Canada

The mother of all lies

Tooba Yahya says she didn’t tell the truth about being at the locks that night. Which story will the jury buy?

The mother of all lies

Lars Hagberg/CP

If the story is true—if Zainab Shafia really did ask for her mother’s car keys and embark on a deadly joyride into the Rideau Canal—that late-night knock at the motel door was the last time Tooba Yahya saw her eldest child alive. (The next time she laid eyes on her daughter, Zainab was zipped into a plastic body bag.) On the witness stand 2½ years later, she managed to recall that final conversation without any trace of a tear. “After I gave the keys to her, I changed my clothing, and without washing my face or cleaning my teeth, I went to sleep,” she testified. “I didn’t know anything else until the next morning.”

Minutes later, Yahya’s lawyer asked about the events of July 21, 2009, the day detectives searched her Montreal home and Quebec social workers seized three of her other children—for their own safety. “I will never forget that,” she wailed, burying her face in a Kleenex. “I requested them not to take my children because [the youngest] would not last without me. They did not listen.” It took more than a minute for Yahya to compose herself, her sniffles filling the courtroom speakers.
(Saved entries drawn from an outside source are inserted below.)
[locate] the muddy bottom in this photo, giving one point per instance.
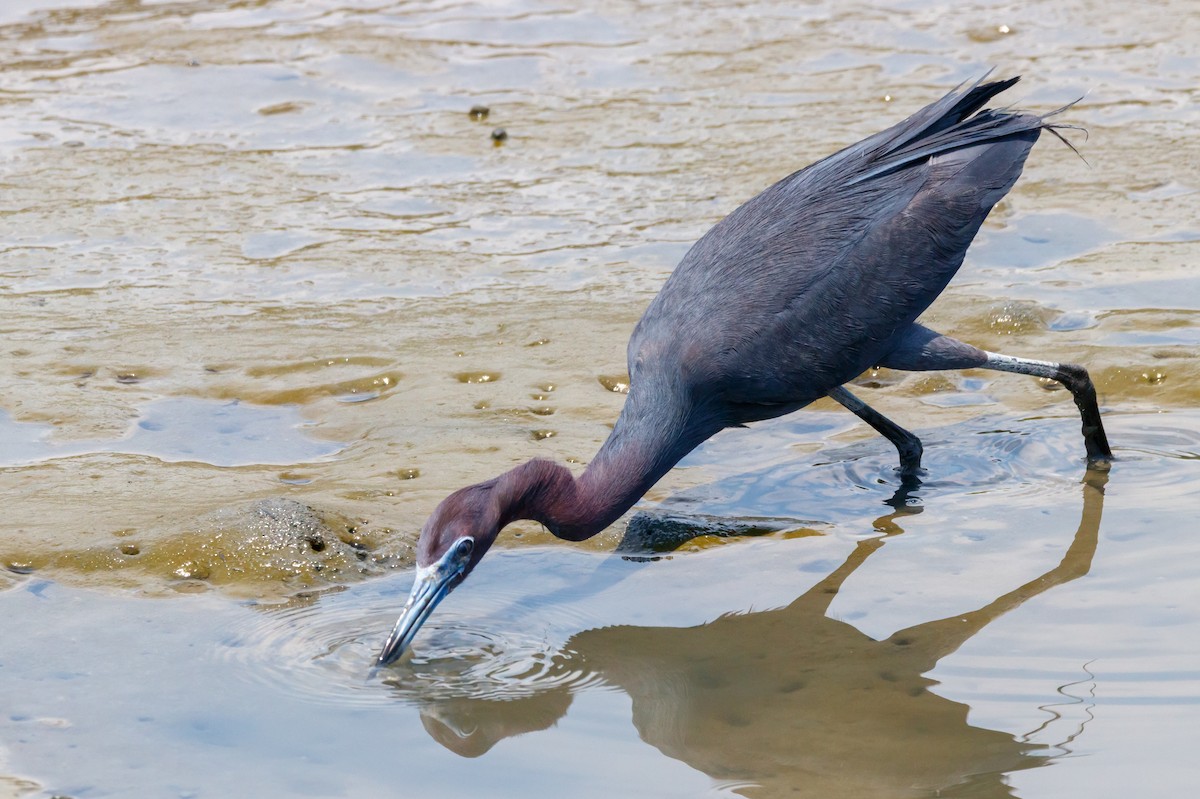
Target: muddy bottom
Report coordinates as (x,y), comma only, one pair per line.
(273,284)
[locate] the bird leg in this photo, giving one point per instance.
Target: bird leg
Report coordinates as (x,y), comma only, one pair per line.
(907,445)
(1083,390)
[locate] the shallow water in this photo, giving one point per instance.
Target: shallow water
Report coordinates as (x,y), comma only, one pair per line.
(258,257)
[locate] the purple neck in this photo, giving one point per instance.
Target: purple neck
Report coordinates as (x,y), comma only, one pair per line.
(652,434)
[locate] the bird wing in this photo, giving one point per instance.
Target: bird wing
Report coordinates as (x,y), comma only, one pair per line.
(810,282)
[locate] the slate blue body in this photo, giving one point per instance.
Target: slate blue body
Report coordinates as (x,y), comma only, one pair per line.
(822,275)
(784,301)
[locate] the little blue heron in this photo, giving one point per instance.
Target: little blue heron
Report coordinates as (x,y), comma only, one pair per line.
(785,300)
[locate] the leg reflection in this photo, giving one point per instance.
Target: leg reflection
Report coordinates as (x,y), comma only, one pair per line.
(792,702)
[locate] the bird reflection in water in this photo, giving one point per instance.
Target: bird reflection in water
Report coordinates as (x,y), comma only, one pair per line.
(791,702)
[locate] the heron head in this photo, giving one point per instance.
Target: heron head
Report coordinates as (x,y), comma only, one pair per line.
(453,541)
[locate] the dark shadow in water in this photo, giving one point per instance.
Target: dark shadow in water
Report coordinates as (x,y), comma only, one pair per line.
(791,702)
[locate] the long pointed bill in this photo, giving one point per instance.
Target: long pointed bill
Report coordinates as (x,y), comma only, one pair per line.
(431,587)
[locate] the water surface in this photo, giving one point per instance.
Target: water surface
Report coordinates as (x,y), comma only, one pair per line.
(269,293)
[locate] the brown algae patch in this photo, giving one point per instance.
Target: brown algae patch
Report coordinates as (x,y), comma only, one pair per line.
(270,546)
(477,377)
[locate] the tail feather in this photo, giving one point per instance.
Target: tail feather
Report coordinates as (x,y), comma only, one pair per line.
(958,120)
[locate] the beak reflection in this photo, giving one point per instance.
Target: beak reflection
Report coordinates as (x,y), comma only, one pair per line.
(430,588)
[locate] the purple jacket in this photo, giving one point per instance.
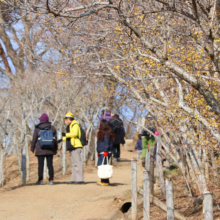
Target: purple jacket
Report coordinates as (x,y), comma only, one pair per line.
(107,116)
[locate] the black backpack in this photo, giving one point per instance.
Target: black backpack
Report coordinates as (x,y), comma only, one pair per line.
(145,133)
(83,136)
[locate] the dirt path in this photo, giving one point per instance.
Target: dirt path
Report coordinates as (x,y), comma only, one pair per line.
(62,201)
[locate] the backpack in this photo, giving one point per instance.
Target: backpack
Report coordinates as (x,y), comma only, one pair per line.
(45,139)
(145,133)
(83,136)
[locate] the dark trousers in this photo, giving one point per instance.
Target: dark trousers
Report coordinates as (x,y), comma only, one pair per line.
(116,150)
(49,159)
(100,159)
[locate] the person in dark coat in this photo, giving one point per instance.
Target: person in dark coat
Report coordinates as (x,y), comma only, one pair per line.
(44,153)
(105,138)
(118,127)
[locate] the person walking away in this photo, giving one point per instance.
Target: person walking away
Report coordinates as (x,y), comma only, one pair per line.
(138,147)
(118,127)
(74,145)
(105,138)
(43,153)
(106,114)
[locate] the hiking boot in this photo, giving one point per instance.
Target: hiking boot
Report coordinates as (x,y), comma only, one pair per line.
(80,182)
(39,182)
(50,182)
(102,184)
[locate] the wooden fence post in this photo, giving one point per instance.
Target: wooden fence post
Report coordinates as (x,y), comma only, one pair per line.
(96,156)
(170,202)
(23,164)
(159,165)
(134,189)
(152,170)
(64,159)
(208,205)
(147,160)
(146,194)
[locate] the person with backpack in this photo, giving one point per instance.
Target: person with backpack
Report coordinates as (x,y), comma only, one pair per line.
(138,147)
(105,138)
(44,143)
(118,127)
(73,140)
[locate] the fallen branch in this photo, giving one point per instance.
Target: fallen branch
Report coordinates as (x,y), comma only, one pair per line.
(161,205)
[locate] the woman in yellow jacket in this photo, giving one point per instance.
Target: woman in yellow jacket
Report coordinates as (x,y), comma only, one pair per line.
(74,145)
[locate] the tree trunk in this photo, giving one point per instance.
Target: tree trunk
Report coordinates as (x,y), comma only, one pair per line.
(152,170)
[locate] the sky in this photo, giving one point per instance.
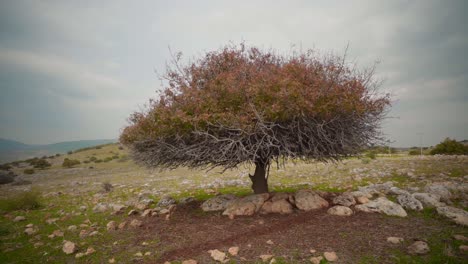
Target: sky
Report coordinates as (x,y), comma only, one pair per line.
(75,70)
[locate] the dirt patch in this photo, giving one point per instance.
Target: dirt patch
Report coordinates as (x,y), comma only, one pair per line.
(190,233)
When the questions turned to the morning of her arrest, she was bawling yet again. “I saw with my eyes that they handcuffed Hamed and took my son away from me,” she cried. “To get Hamed out of that torture, whatever I was able to do I would have done it.”

The jury will ultimately decide what to make of Yahya’s words (and her selective tear ducts). But the trend was difficult to ignore: sobs for the three children placed in foster care. Sobs for the son under arrest. The driest of eyes for the three daughters fished from the Kingston Mills Locks.

Police, of course, say Zainab never asked for the keys—because she was already dead, rammed over the water’s edge in the same black car as two of her younger sisters (Sahar, 17, and Geeti, 13) and her dad’s other wife in the polygamous home, Rona Amir Mohammad. According to prosecutors, what was staged to look like a freak accident was in fact a mass “honour kill” orchestrated by the victims’ closest relatives: Mohammad Shafia, father and husband; Yahya, mother and fellow wife; and Hamed, brother and surrogate son.

Following in her husband’s footsteps, Yahya chose to testify in her own defence, a rare and risky tactic for an accused facing four counts of first-degree murder. But for a woman who has already confessed to being at the locks that night—“Never tell my husband that I have said this,” she begged the interrogating officer—facing the jury was her last chance to explain herself, her one opportunity to plant that seed of reasonable doubt. And water it with some tears.

Hour after hour, Yahya denied every bit of the prosecution’s theory: that the girls, new immigrants to Canada, were executed because they were “whores” with boyfriends who tarnished the family’s good Muslim name (and that Rona, infertile and outcast, was a convenient throw-in). Despite weeks of testimony to the contrary, Yahya claimed that hers was an idyllic home, where two wives lived in harmony, the kids had all the money they needed, and the girls were free to pick their own outfits. She and Shafia preferred their daughters to wear hijabs, Yahya conceded, but they didn’t force them. “It was their choice,” she said. “It wasn’t someone else’s choice.”

Yahya, now 42, had an answer for everything. Rona’s personal diary, which accused her of “scheming” to keep Shafia all to herself? “She never complained to me,” Yahya said. Sahar’s botched suicide attempt? “She said that all the time: ‘I will kill myself.’ ” Those tape-recorded conversations with Shafia, where he urges the devil “to s–t” on his daughters’ graves because they “betrayed” both him and Islam? Common Farsi expressions, she said, used in Afghanistan every day. “I wouldn’t let even a thorn get into the feet of my children,” she insisted.

Among the shackled trio, Yahya is the only one who admitted to police that they were at the death scene that night; she said she fainted after the splash and didn’t remember anything else. But on the stand, she swore it was all a lie, another motherly attempt to protect one of her beloved kids. “I thought: ‘Please don’t touch Hamed, he is innocent,” Yahya explained. “I lied, and I did that for Hamed. None of it was true.”

When deliberations finally begin, members of the jury may say the same thing about her testimony.